What do you mean nothing exciting, that is a very nice car, doesn't have to have certain German badges on it to be deemed exciting. It is the car of your choice so that is all that matters!!

Oddly enough I was just driving down the A2 in Kent & looked at the clock at 00.00 & thought I wonder how many folk are collecting cars right now & said I wouldn't really want to as it's dark, wet & cold. Perhaps if it was a short June night.
I am due to collect mine at 11AM.

They offered to let me bring it home on Thursday evening but I said no as part of the fun of getting a new car is the trip to the dealer etc.


----------



## james_19742000 (May 8, 2008)

Well, just got home after doing the midnight collection, and the obligatory drive around in the car! Done around 50 miles on a mixture of roads and all I can say is WOW!! I love the car! She is a beauty!

I dropped my Mk2 Octavia vRS off and picked up the Mk3 Octavia vRS and all I can say is I am so pleased!

Had a chat with my dealer whilst eating Pizza and drinking Coffee, then had a root around all the free stuff he had lying around, picked up some branded boot nets, a branded boot storage bag, a couple of AG Lifeshine kits, some branded T shirts plus a load of things for my little girl like Skoda branded crayons etc etc etc!!!

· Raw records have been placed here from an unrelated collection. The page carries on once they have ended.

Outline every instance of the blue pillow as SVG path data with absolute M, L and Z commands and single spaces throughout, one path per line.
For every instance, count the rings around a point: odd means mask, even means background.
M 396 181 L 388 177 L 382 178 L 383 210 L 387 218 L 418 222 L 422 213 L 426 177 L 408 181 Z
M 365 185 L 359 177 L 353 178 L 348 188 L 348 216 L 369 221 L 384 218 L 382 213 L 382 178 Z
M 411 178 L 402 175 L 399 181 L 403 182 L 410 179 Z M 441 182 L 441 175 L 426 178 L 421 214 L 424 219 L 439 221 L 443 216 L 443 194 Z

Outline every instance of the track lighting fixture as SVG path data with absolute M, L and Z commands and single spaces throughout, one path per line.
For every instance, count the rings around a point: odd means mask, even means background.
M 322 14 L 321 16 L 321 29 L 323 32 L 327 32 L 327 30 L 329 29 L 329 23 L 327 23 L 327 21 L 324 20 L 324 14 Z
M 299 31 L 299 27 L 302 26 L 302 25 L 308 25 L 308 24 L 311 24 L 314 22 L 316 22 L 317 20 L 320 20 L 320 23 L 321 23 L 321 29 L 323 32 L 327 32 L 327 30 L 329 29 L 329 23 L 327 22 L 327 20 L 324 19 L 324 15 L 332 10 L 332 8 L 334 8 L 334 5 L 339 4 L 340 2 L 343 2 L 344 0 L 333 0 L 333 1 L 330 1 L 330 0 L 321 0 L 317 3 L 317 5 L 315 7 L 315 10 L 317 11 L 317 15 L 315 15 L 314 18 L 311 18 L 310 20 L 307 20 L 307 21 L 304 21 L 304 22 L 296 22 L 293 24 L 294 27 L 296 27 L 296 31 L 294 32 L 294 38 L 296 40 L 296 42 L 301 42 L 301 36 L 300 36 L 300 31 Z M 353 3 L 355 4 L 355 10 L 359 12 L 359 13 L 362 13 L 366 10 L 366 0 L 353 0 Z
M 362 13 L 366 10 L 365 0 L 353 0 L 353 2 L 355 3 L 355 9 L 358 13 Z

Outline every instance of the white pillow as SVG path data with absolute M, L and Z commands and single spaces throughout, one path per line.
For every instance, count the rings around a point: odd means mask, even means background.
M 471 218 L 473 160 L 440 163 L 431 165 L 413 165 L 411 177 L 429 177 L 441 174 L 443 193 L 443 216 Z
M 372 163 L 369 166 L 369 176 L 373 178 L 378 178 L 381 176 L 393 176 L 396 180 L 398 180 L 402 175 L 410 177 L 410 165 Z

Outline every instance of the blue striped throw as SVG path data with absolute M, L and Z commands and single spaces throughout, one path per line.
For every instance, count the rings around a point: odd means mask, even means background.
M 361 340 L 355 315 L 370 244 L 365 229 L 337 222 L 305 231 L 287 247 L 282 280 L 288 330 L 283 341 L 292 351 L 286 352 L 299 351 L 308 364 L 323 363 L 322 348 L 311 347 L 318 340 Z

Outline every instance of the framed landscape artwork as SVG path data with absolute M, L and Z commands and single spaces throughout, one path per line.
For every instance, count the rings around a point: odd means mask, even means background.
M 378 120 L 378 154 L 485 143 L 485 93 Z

Then done the paperwork, and drove off on Midnight! Quite an odd feeling driving around at that time of night in a brand new car on the time that the registration became legal etc etc

Anyway, chuffed to bits and overall very pleased.

I allowed the dealer to prep the car, and in all honesty they have done an excellent job, under showroom lights it is generally fairly easy to pick up on swirls etc and its pleasing to say it is minimal, in fact, its pretty much spotless, so good news, anyway, a proper detail will follow in due course, usually I don't allow them to touch it, but my time is short currently so not sure when I will get to it, so I allowed them to do it and although worried I shouldn't of been!

For those interested in the spec, its a Mk3 Skoda Octavia vRS, Diesel with DSG, Candy White, options I went for were, Black Styling Pack, Anthracite Wheels, Red seat stitching, Variable Boot Floor, Sat Nav, Canton Speaker Upgrade, Heated Seats, Colour Screen Dash Computer, Rear Tints, Cruise Control plus a few dealer fit accessories.

Love it!! Even on a short run around this evening, admittedly with quiet roads etc its showing on the computer 45MPG.

Couple of photos for you!


----------



## 182_Blue (Oct 25, 2005)

Haha, love the fact you did the pictures at that time of night, car looks amazing, love the aggressive lines on the front of that, good choice.


----------



## millns84 (Jul 5, 2009)

Beautiful VRS, they've always looked great but that shape is stunning!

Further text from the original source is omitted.